Israeli officials made the announcement after two Israeli columns surrounded Gaza City, which is densely populated and in the northern half of the Gaza Strip, effectively cutting it off from the south. Israeli officials have described the city as a Hamas stronghold.
"Essentially today there is a northern Gaza and a southern Gaza," Rear Adm. Daniel Hagari, the Israeli military's chief spokesperson, said in a late-night briefing Sunday. Despite the claim, Israeli leaders have not talked about partitioning Gaza or maintaining control over the territory, which its forces vacated in 2005.
The extent of the fighting was unclear because of a communications blackout in Gaza, the third since the start of the war nearly one month ago.
Israel said it had struck 450 targets overnight in Gaza, and Lt. Col. Richard Hecht, an Israeli military spokesperson, said Monday that Israeli infantry units were engaged in "close-quarters urban warfare." Hagari said Sunday night that Israeli troops were "carrying out a large attack on terrorist infrastructure both below and above ground."
More than 10,000 people have been killed in Gaza since Israel's bombardment began almost a month ago, according to the Gaza Health Ministry in the Hamas-run Gaza Strip. A Pentagon spokesperson, Brig. Gen.

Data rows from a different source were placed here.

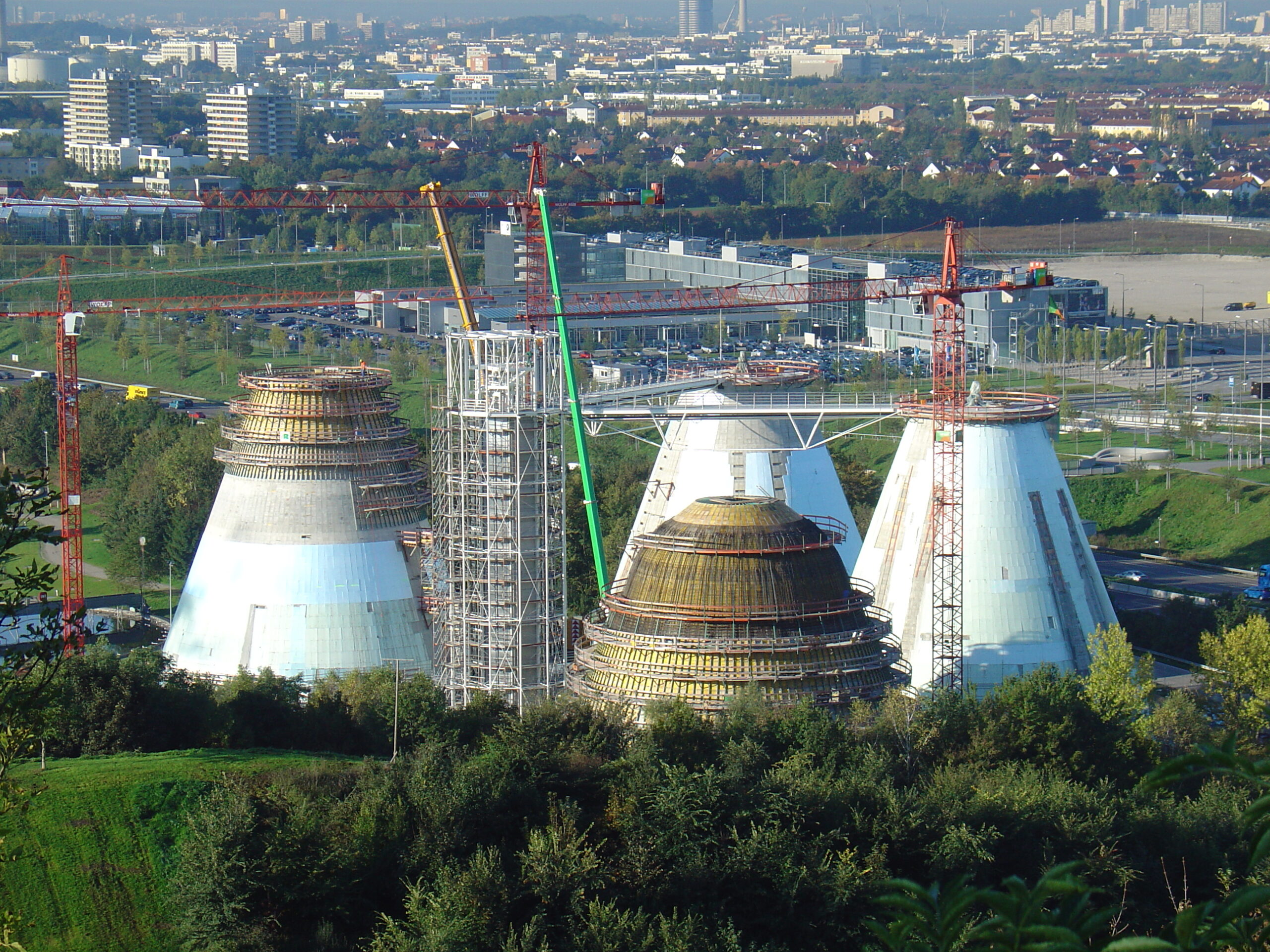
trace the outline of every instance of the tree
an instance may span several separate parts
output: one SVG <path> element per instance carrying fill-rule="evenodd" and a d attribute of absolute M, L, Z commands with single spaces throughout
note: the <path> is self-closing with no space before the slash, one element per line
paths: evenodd
<path fill-rule="evenodd" d="M 1149 660 L 1134 658 L 1133 646 L 1119 625 L 1099 627 L 1086 638 L 1090 673 L 1085 696 L 1097 715 L 1111 724 L 1128 725 L 1147 712 L 1153 687 Z"/>
<path fill-rule="evenodd" d="M 288 349 L 287 331 L 277 325 L 269 329 L 269 349 L 273 350 L 274 357 L 281 357 L 282 352 Z"/>
<path fill-rule="evenodd" d="M 411 353 L 410 348 L 404 340 L 398 340 L 392 345 L 392 352 L 389 354 L 389 368 L 392 371 L 392 380 L 398 383 L 405 383 L 414 378 L 415 368 L 418 367 L 418 357 Z"/>
<path fill-rule="evenodd" d="M 118 343 L 114 345 L 114 355 L 119 358 L 119 368 L 128 369 L 128 360 L 136 357 L 137 348 L 132 343 L 132 336 L 124 334 L 119 338 Z"/>
<path fill-rule="evenodd" d="M 182 380 L 189 376 L 189 338 L 182 334 L 177 338 L 177 376 Z"/>
<path fill-rule="evenodd" d="M 1015 108 L 1008 99 L 997 100 L 997 108 L 992 113 L 992 128 L 996 132 L 1008 132 L 1013 126 Z"/>
<path fill-rule="evenodd" d="M 216 352 L 216 372 L 221 376 L 221 386 L 225 386 L 225 378 L 234 373 L 234 368 L 237 360 L 234 359 L 234 354 L 229 350 Z"/>
<path fill-rule="evenodd" d="M 56 531 L 39 524 L 39 519 L 57 510 L 57 498 L 47 491 L 39 479 L 24 477 L 0 470 L 0 623 L 27 633 L 0 658 L 0 815 L 23 809 L 32 791 L 19 786 L 10 768 L 32 751 L 48 727 L 47 696 L 64 658 L 62 623 L 56 605 L 43 603 L 33 616 L 19 613 L 29 604 L 41 604 L 37 597 L 52 590 L 57 583 L 53 566 L 41 566 L 34 559 L 19 556 L 19 546 L 51 542 Z M 0 863 L 9 859 L 10 849 L 0 840 Z M 15 932 L 23 918 L 11 910 L 0 910 L 0 948 L 23 947 Z"/>
<path fill-rule="evenodd" d="M 1200 680 L 1220 722 L 1241 744 L 1259 743 L 1270 706 L 1270 622 L 1253 614 L 1219 633 L 1205 632 L 1199 651 L 1213 669 L 1201 671 Z"/>
<path fill-rule="evenodd" d="M 325 343 L 324 335 L 319 327 L 305 327 L 304 334 L 304 347 L 301 352 L 310 360 L 318 354 L 319 348 Z"/>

Patrick S. Ryder, said Monday that the United States assessed that the civilian toll was in "the thousands," but said he did not have a more precise estimate.
Addressing concerns that the war could spiral into a broader regional conflict, Secretary of State Antony Blinken visited Turkey on Monday in the final stop on a quick tour of the Middle East that included Tel Aviv, Israel, the West Bank and Baghdad.
Blinken has had less success in persuading Prime Minister Benjamin Netanyahu of Israel to agree to "humanitarian pauses" in the fighting.
During a meeting with Blinken in Tel Aviv on Friday, Netanyahu rebuffed the idea, insisting that Hamas first release the more than 200 hostages that it and other groups have been holding since Oct. 7, when Hamas gunmen killed more than 1,400 people in Israel.